America is just one huge continent. Argentina, Mexico or Canada are all in America. and all we from all these contries are Americans!


----------



## poshbakerloo (Jan 16, 2007)

Isn't the whole 'Mexicans are American' debate just because people from everywhere south of the Mexico-US border want to be associated with the rich US? You never hear Canadians calling themselves American


----------



## Vagamundo. (Apr 11, 2009)

America, are lands in the Western hemisphere, also known as the New World. In English, the plural form the Americas is often used to refer to the landmasses of North America and South America with their associated islands and regions while the singular form America is primarily used to refer to the United States of America.


----------



## Mr Equis (Aug 15, 2007)

poshbakerloo said:


> Isn't the whole 'Mexicans are American' debate just because people from everywhere south of the Mexico-US border want to be associated with the rich US? You never hear Canadians calling themselves American


^^ :nuts::nuts::nuts:


----------



## poshbakerloo (Jan 16, 2007)

Vagamundo. said:


> America, are lands in the Western hemisphere, also known as the New World. In English, the plural form the Americas is often used to refer to the landmasses of North America and South America with their associated islands and regions while the singular form America is primarily used to refer to the United States of America.

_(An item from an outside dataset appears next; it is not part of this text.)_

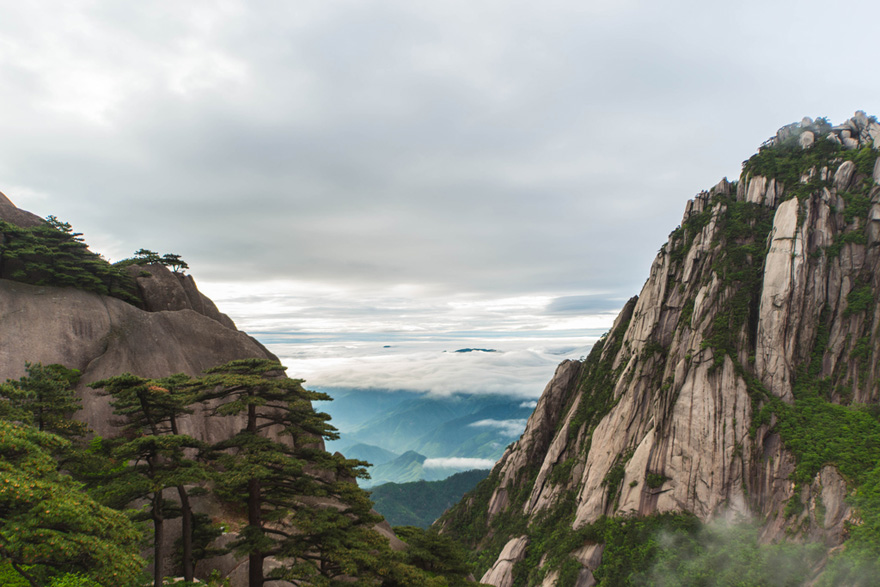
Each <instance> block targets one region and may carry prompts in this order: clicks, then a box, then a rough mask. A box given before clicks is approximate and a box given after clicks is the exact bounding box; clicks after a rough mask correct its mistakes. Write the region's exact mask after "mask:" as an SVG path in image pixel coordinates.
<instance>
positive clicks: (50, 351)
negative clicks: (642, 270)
mask: <svg viewBox="0 0 880 587" xmlns="http://www.w3.org/2000/svg"><path fill="white" fill-rule="evenodd" d="M0 220H5V221H6V222H10V223H12V224H17V225H18V226H24V227H31V226H37V225H39V224H41V223H43V222H44V221H43V220H42V219H40V218H39V217H37V216H36V215H34V214H31V213H30V212H25V211H23V210H19V209H18V208H16V207H15V206H14V205H13V204H12V203H11V202H10V201H9V200H8V199H7V198H6V196H4V195H3V194H0ZM0 242H2V235H0ZM127 270H128V271H129V272H130V274H131V275H132V276H133V277H134V278H135V281H136V283H137V288H138V293H139V295H140V298H141V299H142V300H143V308H138V307H135V306H133V305H131V304H129V303H126V302H124V301H122V300H119V299H116V298H112V297H107V296H101V295H98V294H95V293H89V292H86V291H83V290H80V289H75V288H69V287H68V288H58V287H39V286H33V285H28V284H25V283H20V282H17V281H10V280H6V279H0V381H5V380H6V379H17V378H19V377H21V376H23V375H25V363H26V362H32V363H37V362H40V363H43V364H52V363H58V364H61V365H64V366H66V367H68V368H72V369H78V370H79V371H80V372H81V374H82V375H81V378H80V383H79V385H78V387H77V394H78V396H79V397H80V398H81V399H82V402H83V404H82V405H83V410H82V411H80V412H79V413H78V414H77V417H80V418H82V419H83V420H84V421H85V422H86V423H87V424H88V425H89V426H90V427H91V428H92V429H93V430H94V431H95V433H96V434H98V435H102V436H112V435H113V434H115V433H116V432H117V431H118V428H117V426H116V425H115V424H114V421H115V418H114V416H113V412H112V408H111V406H110V399H109V397H108V396H106V395H104V394H102V393H101V392H100V391H99V390H97V391H96V390H93V389H91V388H90V387H89V384H90V383H92V382H94V381H98V380H100V379H105V378H107V377H111V376H114V375H118V374H120V373H125V372H129V373H133V374H135V375H138V376H141V377H149V378H160V377H166V376H168V375H172V374H175V373H186V374H188V375H191V376H198V375H201V374H202V372H203V371H204V370H206V369H208V368H210V367H214V366H217V365H221V364H223V363H227V362H229V361H232V360H235V359H243V358H264V359H272V360H277V357H275V356H274V355H273V354H272V353H271V352H269V351H268V350H267V349H266V348H265V347H264V346H263V345H261V344H260V343H259V342H257V341H256V340H255V339H253V338H251V337H250V336H248V335H247V334H245V333H244V332H240V331H238V330H237V329H236V328H235V324H233V322H232V320H230V319H229V317H228V316H226V315H225V314H222V313H220V312H219V310H218V309H217V307H216V306H215V305H214V303H213V302H212V301H211V300H210V299H208V298H207V297H206V296H204V295H203V294H202V293H201V292H199V290H198V288H197V287H196V284H195V281H193V278H192V277H191V276H189V275H182V274H179V273H173V272H171V271H170V270H169V269H168V268H167V267H165V266H163V265H159V264H155V265H149V266H137V265H135V266H131V267H129V268H127ZM243 425H244V420H243V416H242V417H241V418H239V417H232V416H227V417H223V418H218V417H211V418H208V417H207V412H206V408H204V407H199V406H197V407H196V411H195V413H193V414H192V415H190V416H185V417H184V418H182V420H181V421H180V432H181V433H182V434H188V435H191V436H194V437H196V438H199V439H201V440H203V441H206V442H208V443H215V442H218V441H220V440H224V439H226V438H229V437H231V436H232V435H233V434H235V433H237V432H238V431H239V430H241V428H242V427H243ZM318 443H319V445H320V446H322V447H323V441H322V440H319V441H318ZM167 498H169V499H174V492H173V491H170V490H169V492H168V494H167ZM193 505H194V508H195V510H196V511H197V512H199V513H207V514H209V515H211V517H212V518H214V519H216V520H224V521H225V522H227V525H228V526H230V527H233V528H236V527H240V526H241V520H240V519H238V517H239V516H240V513H231V512H228V511H226V510H225V508H224V507H223V506H222V504H220V503H217V502H216V501H214V500H212V499H211V498H208V497H202V498H195V499H193ZM167 526H168V528H167V531H166V539H167V542H168V543H167V545H166V548H165V552H168V553H171V551H172V549H171V546H172V543H173V541H174V539H175V537H176V536H178V535H179V532H180V529H179V520H170V521H169V522H168V523H167ZM375 529H376V530H377V531H378V532H379V533H380V534H381V535H382V536H384V537H386V538H387V539H388V540H389V542H390V543H391V546H392V548H395V549H402V548H405V545H404V544H403V543H402V542H401V541H400V540H399V539H398V538H397V537H396V536H394V533H393V531H392V530H391V527H390V526H389V525H388V524H387V523H386V522H382V523H380V524H378V525H377V526H376V528H375ZM236 536H237V535H236V534H235V533H234V532H230V533H227V534H224V535H223V536H221V538H220V539H218V542H217V544H216V546H217V547H222V546H223V545H224V543H228V542H230V541H232V540H233V539H234V538H235V537H236ZM168 556H169V559H168V560H167V561H166V568H170V563H171V560H170V556H171V555H170V554H169V555H168ZM278 564H279V563H278V562H277V561H275V560H274V559H272V558H268V559H267V560H266V562H265V568H266V570H267V571H268V570H269V569H271V568H273V567H274V566H276V565H278ZM214 568H217V569H219V570H220V571H221V572H222V573H223V574H224V575H228V578H229V580H230V585H231V586H232V587H244V586H246V585H247V577H248V562H247V558H244V559H242V558H241V557H238V556H235V555H233V554H228V555H225V556H222V557H217V558H214V559H211V560H210V561H203V562H202V564H200V566H199V569H198V570H199V571H200V573H201V576H202V577H206V576H207V575H208V574H209V573H210V571H211V570H212V569H214ZM266 585H267V586H276V587H282V586H285V585H291V583H287V582H282V581H272V582H267V583H266Z"/></svg>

But the term American whilst it could mean someone from The Americas only really means people from the US, or those wanted to be associated with the US

United States of...America = American not United Statesian


----------



## italiano_pellicano (Feb 22, 2010)

mexico city is a great city jaja LOL LOL


----------



## Salazar Rick (Feb 6, 2009)

maybe we can use the word "The Americas" for all continent because America is a huge continent and there many countries very differents by example Bolivia and Argentina.


----------



## Salazar Rick (Feb 6, 2009)

yeah it is very interesting...


why people of united states is named americans? i don´t understand


in Afric the same discussion with the termn or phrase southafrivcans ... for the people of south afric, but people of near countries how Lesotho or Namibia are southafricans tooo

i don´t know with tis debate ...


----------



## Salazar Rick (Feb 6, 2009)

please excuse me, but my english is very bad


----------



## ferdinand mex (Sep 18, 2009)

This thread si very boring 

just words and words and no much pics


----------



## poshbakerloo (Jan 16, 2007)

Salazar Rick said:


> maybe we can use the word "The Americas" for all continent because America is a huge continent and there many countries very differents by example Bolivia and Argentina.


officially the term 'American' means citizen of the USA. Unofficially 'American' means south or central American citizen wanting to be associated with the rich USA...sorry, but true


----------



## Nolke (Oct 25, 2003)

^^ it doesn't have anything to do with a wannabe. In Spanish, as in most of languages, America = The Americas, and that causes a lot of confusion, that's all.


----------



## poshbakerloo (Jan 16, 2007)

Nolke said:


> ^^ it doesn't have anything to do with a wannabe. In Spanish, as in most of languages, America = The Americas, and that causes a lot of confusion, that's all.


But American means someone from the USA not an umbrella term for people from The Americas


----------



## Mr Equis (Aug 15, 2007)

^^ don't worry, it's just a little mistake from the educational systems in anglophone countries kay:


----------



## isaidso (Mar 21, 2007)

Mr Equis said:


> ^^ don't worry, it's just a little mistake from the educational systems in anglophone countries kay:


Not all anglophones! Some of us realize that 'America' to mean the US is a colloquial expression while America to mean the continent is historically correct. Notice my location: it used to say Canada, but I changed it to say United *Provinces* of America. :colgate:


----------



## isaidso (Mar 21, 2007)

More photos of Mexico City please!


----------



## Mr Equis (Aug 15, 2007)

isaidso said:


> Not all anglophones! Some of us realize that 'America' to mean the US is a colloquial expression while America to mean the continent is historically correct. Notice my location: it used to say Canada, but I changed it to say United *Provinces* of America. :colgate:


kay:


----------